Small cell carcinoma (SCC)/neuroendocrine prostate cancer (NEPC) is a rare and highly aggressive subtype of prostate cancer associated with an AR(androgen receptor)-null phenotype and visceral metastases. This study presents a 44-year-old man originally diagnosed with metastatic hormone-sensitive prostatic adenocarcinoma. After 6-month androgen deprivation therapy (ADT) combined with docetaxel, the patient developed paraplegia. Laminectomy was performed, and a thoracic vertebral biopsy revealed neuroendocrine differentiation and mixed adenocarcinoma. The patient developed liver metastases and experienced stable disease for 4 months following etoposide combined with cisplatin and pembrolizumab. Seminal vesicle biopsy after chemotherapy revealed small-cell cancer.
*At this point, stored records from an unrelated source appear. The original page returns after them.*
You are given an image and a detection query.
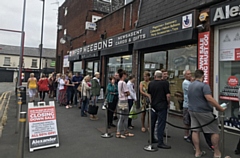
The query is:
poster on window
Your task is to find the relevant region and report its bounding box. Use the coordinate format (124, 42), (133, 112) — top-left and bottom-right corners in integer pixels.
(28, 102), (59, 152)
(219, 27), (240, 61)
(198, 32), (210, 84)
(63, 55), (69, 67)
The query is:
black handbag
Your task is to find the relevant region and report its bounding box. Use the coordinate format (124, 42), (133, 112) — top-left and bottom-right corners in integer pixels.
(88, 105), (98, 115)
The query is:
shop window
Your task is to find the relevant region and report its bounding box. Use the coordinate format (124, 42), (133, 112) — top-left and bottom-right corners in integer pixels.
(167, 45), (197, 111)
(219, 27), (240, 123)
(107, 55), (132, 79)
(3, 57), (11, 66)
(31, 59), (37, 68)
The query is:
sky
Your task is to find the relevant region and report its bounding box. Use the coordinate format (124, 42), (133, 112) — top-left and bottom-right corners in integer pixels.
(0, 0), (65, 49)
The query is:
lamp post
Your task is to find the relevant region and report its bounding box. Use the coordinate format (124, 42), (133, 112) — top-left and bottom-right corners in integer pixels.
(18, 0), (26, 86)
(39, 0), (45, 78)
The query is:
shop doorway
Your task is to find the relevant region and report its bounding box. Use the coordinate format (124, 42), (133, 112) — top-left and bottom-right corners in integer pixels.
(85, 61), (99, 77)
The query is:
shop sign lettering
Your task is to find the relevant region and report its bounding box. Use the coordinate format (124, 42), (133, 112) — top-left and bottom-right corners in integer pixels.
(114, 29), (147, 46)
(210, 1), (240, 25)
(213, 5), (240, 21)
(198, 32), (210, 84)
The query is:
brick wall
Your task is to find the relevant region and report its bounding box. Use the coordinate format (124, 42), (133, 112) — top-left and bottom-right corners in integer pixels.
(56, 0), (139, 71)
(138, 0), (225, 27)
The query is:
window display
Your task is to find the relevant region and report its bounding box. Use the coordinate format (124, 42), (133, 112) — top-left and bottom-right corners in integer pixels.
(219, 27), (240, 127)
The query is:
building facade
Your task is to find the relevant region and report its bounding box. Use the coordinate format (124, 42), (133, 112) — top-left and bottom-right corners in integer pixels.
(0, 45), (56, 82)
(55, 0), (240, 131)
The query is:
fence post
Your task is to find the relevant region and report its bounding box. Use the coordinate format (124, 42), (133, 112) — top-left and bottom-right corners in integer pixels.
(17, 112), (27, 158)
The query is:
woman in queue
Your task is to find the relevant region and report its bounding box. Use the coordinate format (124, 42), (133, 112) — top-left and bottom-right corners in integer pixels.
(38, 74), (49, 101)
(81, 75), (91, 119)
(127, 75), (137, 129)
(65, 73), (74, 109)
(107, 77), (118, 128)
(139, 71), (150, 132)
(116, 69), (134, 138)
(27, 73), (37, 102)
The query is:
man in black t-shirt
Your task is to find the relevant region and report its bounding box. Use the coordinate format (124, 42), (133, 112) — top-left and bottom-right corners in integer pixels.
(148, 71), (171, 149)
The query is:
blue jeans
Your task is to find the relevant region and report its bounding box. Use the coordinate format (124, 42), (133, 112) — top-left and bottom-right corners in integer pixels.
(151, 109), (167, 145)
(81, 98), (89, 116)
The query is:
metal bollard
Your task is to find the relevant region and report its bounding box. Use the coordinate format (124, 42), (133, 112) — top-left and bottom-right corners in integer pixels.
(101, 107), (112, 138)
(17, 112), (27, 158)
(143, 104), (158, 152)
(220, 112), (225, 157)
(15, 97), (22, 134)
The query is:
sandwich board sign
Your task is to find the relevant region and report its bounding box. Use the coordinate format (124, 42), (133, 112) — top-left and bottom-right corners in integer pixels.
(28, 101), (59, 152)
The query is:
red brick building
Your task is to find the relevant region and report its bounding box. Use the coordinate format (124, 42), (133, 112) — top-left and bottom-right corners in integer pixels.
(57, 0), (240, 132)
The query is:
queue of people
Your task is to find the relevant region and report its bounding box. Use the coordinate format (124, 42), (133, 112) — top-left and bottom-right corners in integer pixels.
(28, 69), (238, 158)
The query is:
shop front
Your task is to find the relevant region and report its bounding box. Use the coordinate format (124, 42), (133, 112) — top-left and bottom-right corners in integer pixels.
(210, 1), (240, 130)
(68, 49), (83, 74)
(134, 11), (197, 113)
(101, 44), (133, 85)
(81, 51), (100, 77)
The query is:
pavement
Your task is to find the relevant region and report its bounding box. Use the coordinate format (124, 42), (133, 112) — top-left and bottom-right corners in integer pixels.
(0, 82), (15, 94)
(0, 91), (240, 158)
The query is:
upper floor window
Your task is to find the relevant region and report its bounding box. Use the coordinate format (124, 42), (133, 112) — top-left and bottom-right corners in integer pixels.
(125, 0), (132, 5)
(31, 59), (37, 68)
(92, 15), (102, 22)
(98, 0), (112, 3)
(64, 7), (68, 16)
(3, 57), (11, 66)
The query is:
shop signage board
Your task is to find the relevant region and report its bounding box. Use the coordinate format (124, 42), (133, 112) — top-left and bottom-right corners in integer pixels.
(63, 55), (69, 67)
(210, 0), (240, 25)
(28, 101), (59, 152)
(219, 27), (240, 61)
(198, 32), (210, 84)
(69, 11), (195, 60)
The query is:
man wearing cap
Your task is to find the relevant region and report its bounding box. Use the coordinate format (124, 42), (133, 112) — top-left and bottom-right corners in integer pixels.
(148, 71), (171, 149)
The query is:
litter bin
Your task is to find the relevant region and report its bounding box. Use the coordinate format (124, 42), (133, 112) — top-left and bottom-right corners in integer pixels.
(18, 86), (27, 104)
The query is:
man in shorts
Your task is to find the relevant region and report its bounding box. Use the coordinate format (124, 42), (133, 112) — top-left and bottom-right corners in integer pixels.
(148, 71), (171, 149)
(188, 70), (225, 157)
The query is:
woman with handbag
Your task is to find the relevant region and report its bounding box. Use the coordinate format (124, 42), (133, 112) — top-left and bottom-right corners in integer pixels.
(139, 71), (150, 132)
(127, 75), (137, 129)
(27, 73), (37, 102)
(81, 75), (91, 117)
(66, 73), (74, 109)
(106, 77), (118, 128)
(116, 69), (134, 138)
(38, 74), (49, 101)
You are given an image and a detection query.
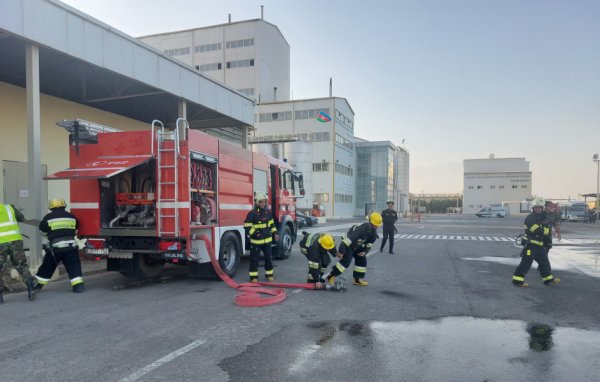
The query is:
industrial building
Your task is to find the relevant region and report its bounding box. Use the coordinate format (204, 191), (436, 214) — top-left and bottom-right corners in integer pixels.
(463, 154), (532, 214)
The prostate biopsy specimen also indicated pure SCC. We witnessed the dynamic evolution from pure adenocarcinoma to fully differentiated SCC, leading to obstruction and death. In addition, whole-exome sequencing was performed on both biopsy specimens of the thoracic vertebra at the beginning of castration resistance and that of seminal vesicle after multiple lines of treatment failure. Utilizing phylogenetic reconstruction, we observed that both samples shared a common ancestor clone harboring aberrations in the TP53, RB1, and NF2 genes. We also discovered that driver events in the private subclones of both samples, such as alterations in CDC27 and RUNX1, might have played a significant role in tumor progression or even neuroendocrine differentiation. Tumor biopsy and IHC assessment must be repeated at different stages of progression, because of intrapatient spatial and temporal heterogeneity of adenocarcinoma versus SCC/NEPC. Although, typical treatments including ADT, docetaxel, etoposide, cisplatin, and pembrolizumab provided temporary response, the patient still had a poor prognosis.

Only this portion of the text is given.